Manuel Rocco VASILE, One 1969 Lincoln Automobile, D.C. Reg. 629-806 Serial No. 9Y89A853838, Appellant,
v.
DISTRICT OF COLUMBIA, a Municipal Corporation, Appellee.
No. 6309.
District of Columbia Court of Appeals.
Argued August 8, 1972. Decided October 31, 1972.Philip Stein, Washington, D. C., for appellant.
Earl A. Gershenow, Asst. Corp. Counsel, with whom C. Francis Murphy, Corp. Counsel, and Richard W. Barton, Asst. Corp. Counsel, were on the brief, for appellee.
Before REILLY, Chief Judge, and KERN and GALLAGHER, Associate Judges.
*444 GALLAGHER, Associate Judge:
This is an appeal by the owner of a 1969 Lincoln Continental from a judgment of forfeiture of that auto to the District of Columbia in a libel action under D.C.Code 1967, § 22-1505(c) (Supp. V, 1972).

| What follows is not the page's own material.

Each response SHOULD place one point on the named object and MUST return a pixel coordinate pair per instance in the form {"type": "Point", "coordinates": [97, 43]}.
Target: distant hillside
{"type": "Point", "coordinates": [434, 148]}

Pursuant to a search warrant, a police officer searched the above car, then operated by appellant Vasile,[1] at 20th Street and Florida Avenue, N.W., in this city, and found on the front seat three rolled-up newspapers containing three envelopes in which there were numbers slips.
The following are the sketchy facts leading to the search. A police officer observed the vehicle at the west end of Union Station being operated by appellant Vasile. After parking it, appellant entered Union Station, carrying nothing, and shortly returned to the car with a roll of newspapers under his arm and drove away. The officer followed appellant to the rear of 1737 Connecticut Avenue and saw him enter the rear of the premises with a roll of newspapers under his arm. Later that day while operating the same vehicle appellant was stopped at 20th Street and Florida Avenue, N.W. The officer announced he had a search warrant and proceeded to search the vehicle. On the front seat, he discovered three rolled newspapers containing three envelopes with numbers betting slips inside. These were then seized and appellant was arrested. That is the entire evidence upon which a forfeiture of the auto was ordered.[2]
Appellant contends the evidence was insufficient to establish that the seized vehicle was being used in carrying on or conducting a lottery, or in maintaining any gambling premises. He argues that the mere possession of the numbers slips in the vehicle was not enough to show the auto was being used to conduct a lottery or to maintain any gambling premises.[3]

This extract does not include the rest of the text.